A pension plan may provide certain tax relief from state taxes. But, not all states allow tax relief from pension plans. Your pension represents a retirement plan that is funded by your employer. You receive a benefit payment when you are ready to retire. Normally, pensions are subject to federal taxes. But, your state may offer you income tax-free pension payments.
State governments are not obliged to follow federal rules when assessing whether income tax is paid on money received by you. Your state may exempt all or part of your pension benefit from its own tax. An exemption is normally done by allowing a deduction on your state's tax return for the amount of money you received from your pension plan.
Moving to a state with no income tax on pension proceeds means that you get more income in retirement that you can use for anything you want.
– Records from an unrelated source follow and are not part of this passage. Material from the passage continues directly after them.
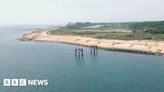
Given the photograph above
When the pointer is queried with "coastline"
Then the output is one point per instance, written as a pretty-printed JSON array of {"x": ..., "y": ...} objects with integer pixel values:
[{"x": 132, "y": 46}]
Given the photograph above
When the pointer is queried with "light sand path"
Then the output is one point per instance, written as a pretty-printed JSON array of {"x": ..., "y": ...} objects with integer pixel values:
[{"x": 143, "y": 46}]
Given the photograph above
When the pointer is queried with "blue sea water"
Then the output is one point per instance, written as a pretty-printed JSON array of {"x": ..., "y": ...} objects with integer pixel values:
[{"x": 106, "y": 72}]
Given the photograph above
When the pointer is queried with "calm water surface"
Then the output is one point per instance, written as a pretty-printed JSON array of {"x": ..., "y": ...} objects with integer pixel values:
[{"x": 106, "y": 72}]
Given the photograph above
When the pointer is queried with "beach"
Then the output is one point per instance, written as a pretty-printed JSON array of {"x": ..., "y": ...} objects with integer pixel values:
[{"x": 136, "y": 46}]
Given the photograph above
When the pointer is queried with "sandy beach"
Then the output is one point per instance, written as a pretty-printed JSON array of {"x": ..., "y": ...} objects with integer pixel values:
[{"x": 138, "y": 46}]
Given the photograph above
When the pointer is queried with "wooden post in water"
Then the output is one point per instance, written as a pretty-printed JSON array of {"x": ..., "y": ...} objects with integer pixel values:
[
  {"x": 79, "y": 52},
  {"x": 94, "y": 49}
]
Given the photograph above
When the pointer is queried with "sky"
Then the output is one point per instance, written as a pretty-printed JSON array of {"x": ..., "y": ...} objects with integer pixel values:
[{"x": 20, "y": 12}]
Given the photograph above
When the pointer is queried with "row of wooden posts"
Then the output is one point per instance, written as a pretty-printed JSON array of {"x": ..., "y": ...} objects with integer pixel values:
[{"x": 79, "y": 52}]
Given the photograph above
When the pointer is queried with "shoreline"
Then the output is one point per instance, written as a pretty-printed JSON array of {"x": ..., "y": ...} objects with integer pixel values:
[{"x": 151, "y": 47}]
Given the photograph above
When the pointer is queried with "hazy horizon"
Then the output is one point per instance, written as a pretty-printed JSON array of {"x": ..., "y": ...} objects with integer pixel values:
[{"x": 60, "y": 12}]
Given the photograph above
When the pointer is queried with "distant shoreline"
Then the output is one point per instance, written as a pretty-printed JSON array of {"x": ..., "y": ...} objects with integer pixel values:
[{"x": 133, "y": 46}]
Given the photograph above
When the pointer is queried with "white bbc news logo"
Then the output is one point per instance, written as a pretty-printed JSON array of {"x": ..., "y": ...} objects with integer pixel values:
[{"x": 24, "y": 82}]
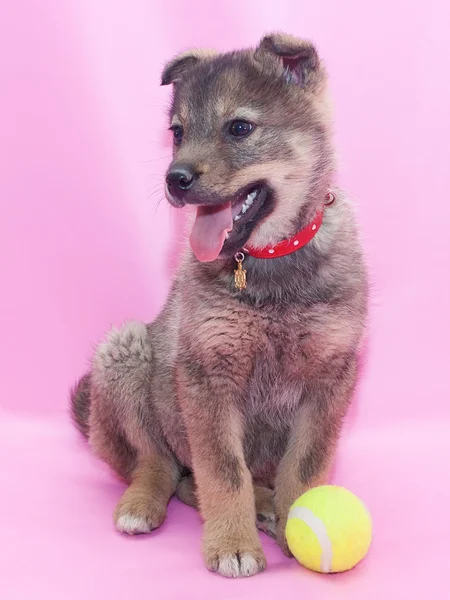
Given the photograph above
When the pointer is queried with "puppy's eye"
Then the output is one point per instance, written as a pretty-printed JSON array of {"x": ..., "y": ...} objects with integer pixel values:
[
  {"x": 240, "y": 128},
  {"x": 177, "y": 134}
]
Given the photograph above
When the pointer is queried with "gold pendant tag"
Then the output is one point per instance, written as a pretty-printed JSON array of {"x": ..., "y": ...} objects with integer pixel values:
[{"x": 240, "y": 274}]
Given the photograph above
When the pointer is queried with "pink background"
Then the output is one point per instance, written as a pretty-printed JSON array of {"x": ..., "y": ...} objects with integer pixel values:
[{"x": 85, "y": 243}]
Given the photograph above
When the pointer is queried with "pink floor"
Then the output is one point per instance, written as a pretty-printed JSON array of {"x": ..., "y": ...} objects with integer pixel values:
[
  {"x": 84, "y": 243},
  {"x": 57, "y": 539}
]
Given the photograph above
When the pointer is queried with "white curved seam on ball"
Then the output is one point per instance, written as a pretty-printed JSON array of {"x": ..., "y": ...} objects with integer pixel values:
[{"x": 320, "y": 531}]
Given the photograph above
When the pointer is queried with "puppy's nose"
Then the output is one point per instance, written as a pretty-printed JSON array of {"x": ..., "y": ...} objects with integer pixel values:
[{"x": 179, "y": 179}]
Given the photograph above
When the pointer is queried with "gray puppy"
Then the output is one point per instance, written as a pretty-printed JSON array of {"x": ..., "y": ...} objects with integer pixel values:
[{"x": 233, "y": 398}]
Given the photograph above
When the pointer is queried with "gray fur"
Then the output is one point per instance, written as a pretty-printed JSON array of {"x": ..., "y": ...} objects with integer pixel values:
[{"x": 232, "y": 385}]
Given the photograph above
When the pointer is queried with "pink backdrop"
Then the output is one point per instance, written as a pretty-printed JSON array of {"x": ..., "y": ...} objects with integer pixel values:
[{"x": 85, "y": 243}]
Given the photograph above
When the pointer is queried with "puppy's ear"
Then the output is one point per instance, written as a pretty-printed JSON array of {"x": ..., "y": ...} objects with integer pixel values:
[
  {"x": 181, "y": 64},
  {"x": 299, "y": 58}
]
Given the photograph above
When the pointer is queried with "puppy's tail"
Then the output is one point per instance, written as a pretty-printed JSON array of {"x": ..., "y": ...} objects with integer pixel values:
[{"x": 80, "y": 404}]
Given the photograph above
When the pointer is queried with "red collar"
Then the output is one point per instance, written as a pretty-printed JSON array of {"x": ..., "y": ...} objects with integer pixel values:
[{"x": 296, "y": 242}]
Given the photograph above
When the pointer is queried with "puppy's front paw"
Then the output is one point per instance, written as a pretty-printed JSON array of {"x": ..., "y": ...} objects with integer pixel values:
[
  {"x": 237, "y": 563},
  {"x": 137, "y": 515},
  {"x": 233, "y": 557}
]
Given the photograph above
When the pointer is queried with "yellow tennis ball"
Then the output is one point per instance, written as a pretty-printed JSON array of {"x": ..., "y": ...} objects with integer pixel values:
[{"x": 329, "y": 529}]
Your cost of living may have just gone down, so you can engage in more of your favorite hobbies or life a better lifestyle.
Just because your state provides you with a tax break on your pension income doesn't mean that it's automatically a good deal. If you move to a state where property taxes or other costs of living are higher, it may negate the benefit of living in that state. You could ironically end up with less retirement income due to a higher cost of living, even when your old home state assessed income tax on your pension payments.
You must take into consideration all of the many variables involved in moving, if you want to lower your tax burden. While many states offer pension income on a tax-free basis, many do not. Consider taking your pension as a lump sum and converting it to a Roth IRA if your current state does not tax Roth IRA income. You pay income tax upfront, but all future withdrawals from your Roth are income tax-free. Not only does this eliminate the state tax on withdrawals but it eliminates the federal tax as well.